Un sentiment absurde dans un contexte si lourd envahit Irène. Elle se sentait soudain gênée d'être en débardeur devant un garçon. Même en plein été, les filles ne dénudaient pas leurs épaules dans la ville traditionnelle. Elle n'avait jamais dévoilé ses épaules devant un inconnu, à part à la piscine. Elle se recroquevilla un peu sur elle-même, comme si elle avait froid.

— Ton tatouage est bagnifique, dit Elliot.

Il n'y avait ni ironie ni sous-entendus dans son intonation, mais Irène se sentit percée à jour.

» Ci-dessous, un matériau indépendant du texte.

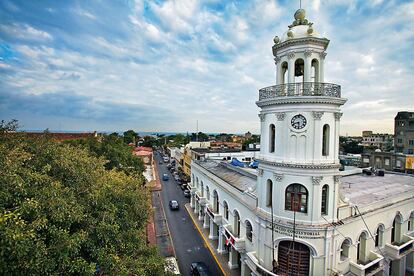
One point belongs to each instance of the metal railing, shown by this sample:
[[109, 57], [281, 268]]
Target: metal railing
[[300, 89]]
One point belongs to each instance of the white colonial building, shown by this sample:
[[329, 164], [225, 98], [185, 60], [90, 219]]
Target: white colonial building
[[298, 214]]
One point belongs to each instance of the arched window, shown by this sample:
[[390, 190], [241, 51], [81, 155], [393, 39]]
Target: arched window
[[346, 244], [296, 198], [226, 210], [208, 193], [325, 140], [410, 225], [379, 236], [269, 193], [362, 246], [272, 135], [236, 224], [315, 70], [249, 230], [324, 202], [396, 228], [216, 202]]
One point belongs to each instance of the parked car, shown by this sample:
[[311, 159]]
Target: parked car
[[174, 205], [199, 269]]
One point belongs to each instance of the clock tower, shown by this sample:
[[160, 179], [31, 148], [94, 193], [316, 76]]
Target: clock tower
[[300, 118]]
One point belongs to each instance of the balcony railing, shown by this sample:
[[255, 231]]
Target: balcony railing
[[300, 89], [397, 251], [373, 266]]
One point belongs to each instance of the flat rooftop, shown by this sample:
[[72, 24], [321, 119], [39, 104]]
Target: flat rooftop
[[240, 178], [362, 189]]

Elliot pouvait très bien avoir deviné la provenance de son tatouage. Peut-être se doutait-il déjà qu'Irène était venue dans la zone. Une telle information pouvait l'inciter à la soupçonner. Car si Irène était allée dans la zone, alors leur rencontre devenait possible. Qui disait rencontre, disait histoire commune ; qui disait histoire commune, disait suspicion.

Elliot pouvait-il être cet ennemi qui lui avait causé du tort ? Était-elle venue jusqu'ici dans le seul but de se venger de lui ?

À le voir ainsi, elle avait du mal à y croire. Le bandage qui dissimulait la moitié de son visage lui rappelait à chaque instant qu'il lui avait porté secours. Et ce dessin. Il attendait toujours sa réaction avec une vulnérabilité attendrissante.

— Tu dessines ?

— Oui.

— Souvent ?

— Tout le temps. Si je ne dessine pas, je be sens bal. Tu ne peux pas savoir ce que j'ai ressenti en découvrant ce carnet dans ba cellule... C'est bresqu'une addiction.

Il ricana. Ce même rire étouffé qui l'avait déjà trahi à plusieurs reprises. Elle se demanda à quoi ressemblait son vrai rire, celui qu'il avait quand il s'autorisait à être lui-même.

Irène voulut parcourir le carnet. Elle tourna la page à l'envers comme si elle lisait un manga.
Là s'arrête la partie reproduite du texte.